Been reading GoldenMoonRose's episodic essays of late. They're fantastically done. And came across a random screencap I'd missed somehow on first viewing of AGMGTW that made me go "Oh shit that's brilliant"

Note the placement of the chains
Considering the whole theme of AGMGTW is the corollary that "demons run when a good man goes to war" because a good man has the capacity to become even more monstrous than demons themselves when they abandon their morals.... weeeeeeeeeeeee
Been rewatching the whole ep now...Fuck me, there's a lot of great images in that directing. Nothing quite as dramatic as the chains, (Some we already noticed - like the musical slice on the discretionary shot of the fat gay married marine getting initiated into the headless monks) but there's lots of lovely little mirror imagery being continued on and on, mostly plotwise. Every damned ep has had some sort of mirror in it - some of them really physically overt (DOTM, COTBS, RF/AP) some of them really character-driven(eg: AGMGTW had Rory the Nurse become Warrior meeting Strax, the Warrior become Nurse, River and the Doctor giving each other their names - and where she takes on the one he gives her as an act of redemption, FOTD is the beginning of Tennant's slide into monstrosity), and some of them really subtly done - the shot in Let's Kill Hitler where you see the Doctor with Rory behind him, and a divide between those two and River and Amy in the same positions.
"
And then there's the overriding arc regarding the Doctor and his unspoken fear that he's becoming the monster, and his inability to face the fact that he can be the monster and still be himself (see rant in TBB, and then re-watch the end of AGMGTW) - 11's always screaming in frustration that he's missing something that's "staring him in the face" What stares at your own face in the mirror? Yourself.
And in Night Terrors the Monsters parallel is there *again* - the boy can't face his own powers and nature, and is terrified of rejection - what does he do with the "monsters"? Puts them in the cupboard.
...that hilarious line just became ffffuuuuu territory.
(there is also, even more terrifying, the imagery of the Time Lord distress boxes in the cupboard in TDW)
Quite a few of these go back and forth across seasons. Mirror parallel? Sneaks in at the end of Amy's Choice with the Doctor seeing the Dream Lord in his reflection. Rory's Dream!Death, also in Amy's Choice, is followed by an eerily similar one in Cold Blood (right down to the dissolution).

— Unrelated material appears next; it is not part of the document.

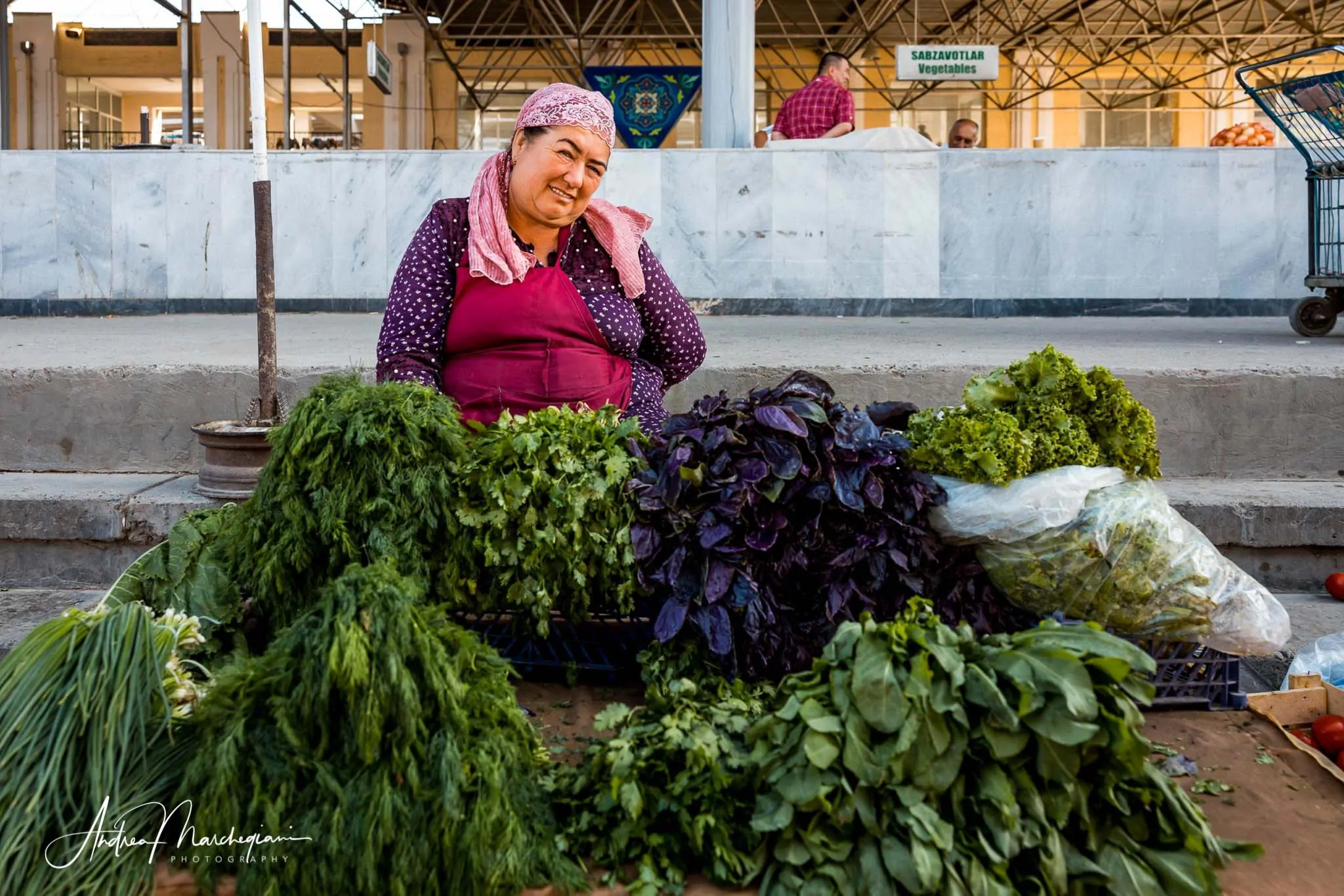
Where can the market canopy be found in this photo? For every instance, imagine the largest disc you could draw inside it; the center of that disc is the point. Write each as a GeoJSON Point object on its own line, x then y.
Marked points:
{"type": "Point", "coordinates": [1053, 45]}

The Beast Below - the entire episodic name is actually a reference not only to the poem uttered by the inhabitants of Starship UK but also a paralell of the Monster Within - something that the Doctor not only struggles with when he believes the only course of action is to Euthenise the starwhale, but also runs repeatedly with the series.
Layers upon layers upon layers.
ryttu3k pointed out the following:
"Rory mirroring the Doctor (and then openly rejecting that). They've been doing it... heaps and heaps. Amy's plea in DOTM, when everyone INCLUDING Rory thinks she's talking about the Doctor. The intro to AGMGTW, where everyone assumes she's talking about the Doctor until she says 'the Last Centaurion'. And it gets explicitly mentioned in TGWW - "You're turning me into you!"
Actually, hell, just the two Amys in TGWW is a mirror. Mirrors and doubles EVERYWHERE."
Most staggeringly of all, is Moffat's also worked in quite a large Nietzsche reference throughout the entire series (not just his eps as showrunner) He has the Doctor very often touted as "The man monsters are afraid of" "The one who fights the monsters." He also introduced the beginning of the Doctor's descent into monstrosity in Forest of the dead.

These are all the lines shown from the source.